Nobody understands the lengths I’ll go to. They never have, complacent in their boardrooms at their heavy old desks. They understand options theory perfectly well until it comes time to bet on themselves. At the end, they all chose the certainty of mortality because the curve there is dense.

It’s time. I’m bored of waiting. My body is strong. My mind is strong. My heart, the heart of a teenage Olympian, pumps hyperoxygenated blood to my limbs thirty-five times a minute. I can hear the waves crashing on the beach as I lift the weight above my head. My shoulders are trembling with the force I can channel through them. The sky is aflare, casting International Orange across the pavilion.

I run back along the sand; four miles home, so I’ll be done before dark.

I have no fantasies about the colony. The hardest work will be done by the time we arrive, but even in the best case it will take the rest of my life to make a home there. There will be challenges we can’t anticipate. Things will break down and I will use my strength to till the earth. I will plant trees whose shade I will never enjoy. I will not be Joshua, but I will be Moses.

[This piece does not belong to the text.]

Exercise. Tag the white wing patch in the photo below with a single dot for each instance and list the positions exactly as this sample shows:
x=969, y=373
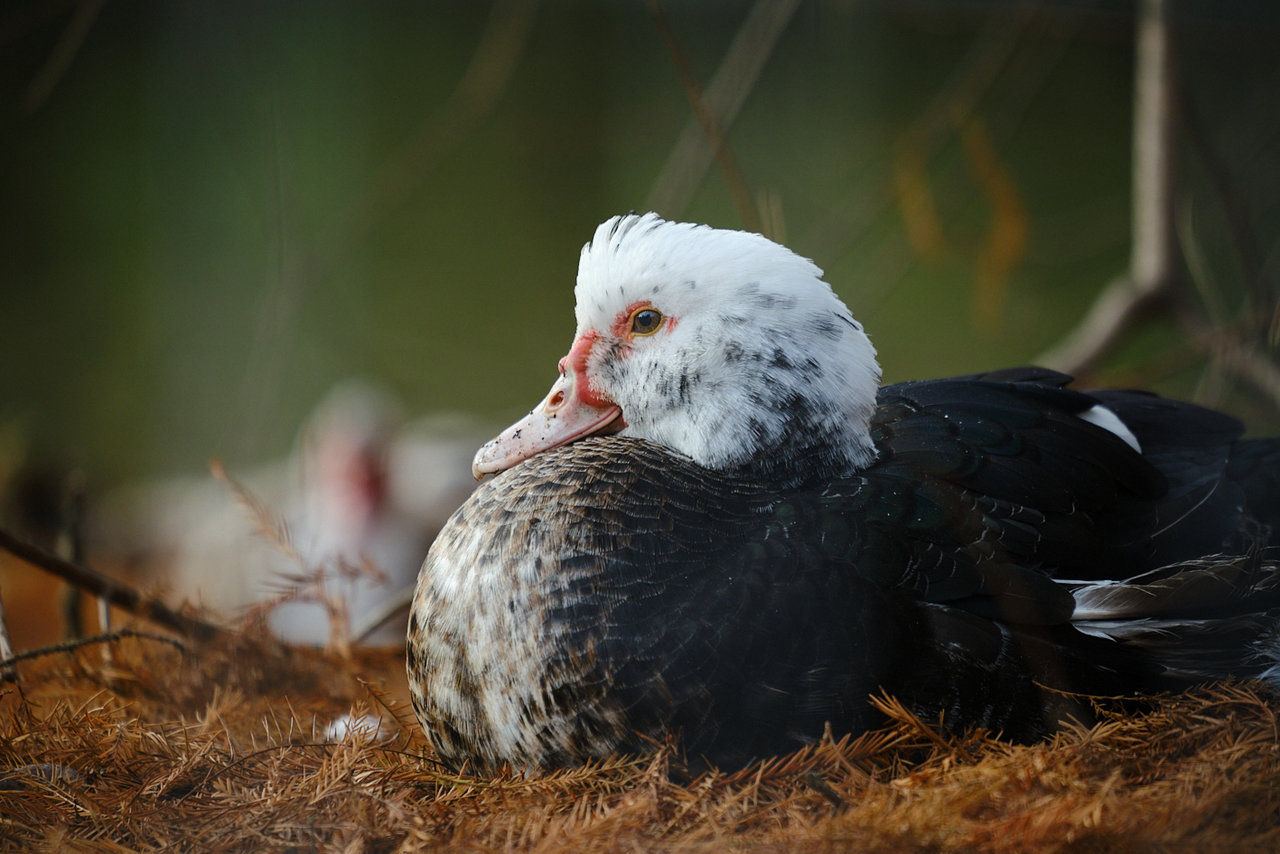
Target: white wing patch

Carolina is waiting. A cool breeze fills the room, but her eyes radiate warmth across the kitchen counter. The attendant, a slight, shrinking woman, places our glasses on the counter. We finish the sea-green, foamy glass in two gulps. I walk around the counter and hold Carolina’s hands in mine. I want this for eternity; I want to breathe in of her so deeply it expels an uncertain future from my solar plexus. But the world beyond won’t let me.

Another assistant tells us it’s time. We walk, hand in hand, into the living room, where the beds are already made up. The equipment is tucked underneath unobtrusively; just two tubes dangle from the head. I hold Carolina tight. We part, just for a moment. We’ll wake up together tomorrow. I lie back. My blood is strong; the nurses have no trouble placing the IVs in my arm.

The world closes over me. I pass backward through the bed and into sleep. When I wake, I will be a god.